It honestly kills me just a little bit when people say they are not artistic or creative because they cannot draw. The truth is that drawing is a skill that is taught and learned. It's a skill that requires one to relearn how to see three dimensional objects and convert them into two dimensional objects in their head so that they may render them on paper. That is a tricky thing to do. It take education and a whole lot of practice. Some people learn it faster than others. That is the only difference. (This of course excludes situations wherein there may be a learning difference or cognitive issue that would hinder learning this skill) The same can be said about learning and then committing to our subconscious knowledge skills related to composition, color theory, painting techniques, etc. 

Yes, I do recognize that there are differences between people who never get truly good at art and those who do.

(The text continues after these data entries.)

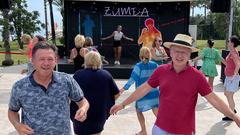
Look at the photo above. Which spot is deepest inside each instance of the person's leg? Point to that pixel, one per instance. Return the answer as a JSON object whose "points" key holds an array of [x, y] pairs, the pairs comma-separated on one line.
{"points": [[119, 51], [97, 133], [115, 54], [158, 131], [230, 99], [141, 120], [155, 111], [231, 103], [210, 81]]}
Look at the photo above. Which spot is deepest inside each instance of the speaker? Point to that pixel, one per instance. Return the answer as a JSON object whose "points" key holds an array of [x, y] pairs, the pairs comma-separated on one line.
{"points": [[220, 6], [4, 4]]}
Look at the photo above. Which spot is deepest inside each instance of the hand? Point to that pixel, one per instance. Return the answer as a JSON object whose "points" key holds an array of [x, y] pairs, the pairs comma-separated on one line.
{"points": [[237, 120], [116, 108], [81, 115], [122, 90], [23, 129], [21, 50], [165, 58], [24, 71], [70, 61]]}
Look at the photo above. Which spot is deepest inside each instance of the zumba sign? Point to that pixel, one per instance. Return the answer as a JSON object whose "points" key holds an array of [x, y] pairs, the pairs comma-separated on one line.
{"points": [[126, 11]]}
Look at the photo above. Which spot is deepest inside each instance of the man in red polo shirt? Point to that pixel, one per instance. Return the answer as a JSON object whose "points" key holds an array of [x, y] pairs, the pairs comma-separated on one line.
{"points": [[179, 84]]}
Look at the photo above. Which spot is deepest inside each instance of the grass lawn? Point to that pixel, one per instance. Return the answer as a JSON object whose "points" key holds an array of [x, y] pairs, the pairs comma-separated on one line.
{"points": [[218, 44], [20, 59]]}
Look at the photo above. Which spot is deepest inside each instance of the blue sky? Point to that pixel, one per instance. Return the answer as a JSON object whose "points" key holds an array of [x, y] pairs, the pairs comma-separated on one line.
{"points": [[38, 5]]}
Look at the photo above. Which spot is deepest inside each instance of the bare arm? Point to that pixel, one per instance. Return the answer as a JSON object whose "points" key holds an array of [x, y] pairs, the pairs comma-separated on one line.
{"points": [[197, 58], [81, 114], [223, 61], [218, 103], [131, 39], [138, 93], [117, 96], [237, 64], [22, 129], [110, 36]]}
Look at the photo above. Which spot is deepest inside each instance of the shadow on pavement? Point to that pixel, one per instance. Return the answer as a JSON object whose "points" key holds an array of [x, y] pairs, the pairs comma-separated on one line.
{"points": [[219, 128], [13, 133]]}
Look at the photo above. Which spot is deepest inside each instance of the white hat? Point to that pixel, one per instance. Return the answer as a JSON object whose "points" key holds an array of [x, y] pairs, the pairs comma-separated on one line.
{"points": [[182, 40]]}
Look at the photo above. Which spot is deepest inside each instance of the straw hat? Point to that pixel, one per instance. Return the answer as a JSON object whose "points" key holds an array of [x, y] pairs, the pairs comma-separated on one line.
{"points": [[182, 40]]}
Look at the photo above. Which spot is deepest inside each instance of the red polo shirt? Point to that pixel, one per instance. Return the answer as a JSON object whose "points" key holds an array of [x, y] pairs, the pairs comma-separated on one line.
{"points": [[178, 97]]}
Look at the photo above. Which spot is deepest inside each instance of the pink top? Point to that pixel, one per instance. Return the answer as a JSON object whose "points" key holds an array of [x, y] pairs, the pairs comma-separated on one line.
{"points": [[30, 47], [178, 97], [230, 65]]}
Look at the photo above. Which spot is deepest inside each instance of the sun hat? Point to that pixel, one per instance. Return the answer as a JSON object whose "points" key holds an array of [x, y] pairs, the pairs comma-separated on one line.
{"points": [[182, 40]]}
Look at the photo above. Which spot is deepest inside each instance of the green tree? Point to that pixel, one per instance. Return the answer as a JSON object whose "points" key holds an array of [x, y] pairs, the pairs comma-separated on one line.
{"points": [[236, 18], [24, 21], [5, 33], [52, 22]]}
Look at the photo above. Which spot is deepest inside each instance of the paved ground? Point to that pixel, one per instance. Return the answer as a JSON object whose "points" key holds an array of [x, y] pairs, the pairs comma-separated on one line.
{"points": [[125, 123]]}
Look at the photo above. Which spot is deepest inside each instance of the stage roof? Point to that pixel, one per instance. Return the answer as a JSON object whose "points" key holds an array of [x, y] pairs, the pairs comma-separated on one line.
{"points": [[134, 0]]}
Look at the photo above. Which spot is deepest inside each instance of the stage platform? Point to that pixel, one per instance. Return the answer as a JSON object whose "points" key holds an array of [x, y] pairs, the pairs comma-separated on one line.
{"points": [[122, 71]]}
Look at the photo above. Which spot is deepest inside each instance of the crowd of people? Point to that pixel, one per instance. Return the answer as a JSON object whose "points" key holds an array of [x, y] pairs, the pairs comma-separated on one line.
{"points": [[170, 89]]}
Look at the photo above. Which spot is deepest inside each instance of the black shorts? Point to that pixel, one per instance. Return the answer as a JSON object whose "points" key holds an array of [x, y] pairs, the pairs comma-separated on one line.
{"points": [[88, 127], [116, 43]]}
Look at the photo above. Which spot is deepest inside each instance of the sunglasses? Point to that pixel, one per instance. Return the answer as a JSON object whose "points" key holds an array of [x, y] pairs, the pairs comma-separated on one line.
{"points": [[158, 40]]}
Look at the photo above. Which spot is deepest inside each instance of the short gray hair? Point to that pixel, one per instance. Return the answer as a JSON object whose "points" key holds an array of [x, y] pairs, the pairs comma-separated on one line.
{"points": [[92, 60], [43, 45]]}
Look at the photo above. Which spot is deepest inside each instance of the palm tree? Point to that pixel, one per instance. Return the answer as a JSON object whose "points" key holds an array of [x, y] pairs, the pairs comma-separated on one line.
{"points": [[46, 22], [52, 22], [8, 61], [59, 4]]}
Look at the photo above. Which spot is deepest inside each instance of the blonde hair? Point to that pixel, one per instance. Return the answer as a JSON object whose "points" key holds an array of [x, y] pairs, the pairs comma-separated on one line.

I would propose, however, that those differences have much more to do with 1. having something they desperately needs to be expressed within themselves (which might be caused merely by having a brain that focuses on the emotional consequences of life over the logical), 2. having a strong preference for, drive toward, need of artistic expression (as opposed to those who are perfectly content to keep those feelings and experiences to themselves) and 3. being taught, being encouraged and being brave.

I think that may be the bottom line for me. When other's see creativity, or talent, or art... I see a person being brave. 

The image above is something new for me. I don't usually do artistic pieces involving people. This is me being brave.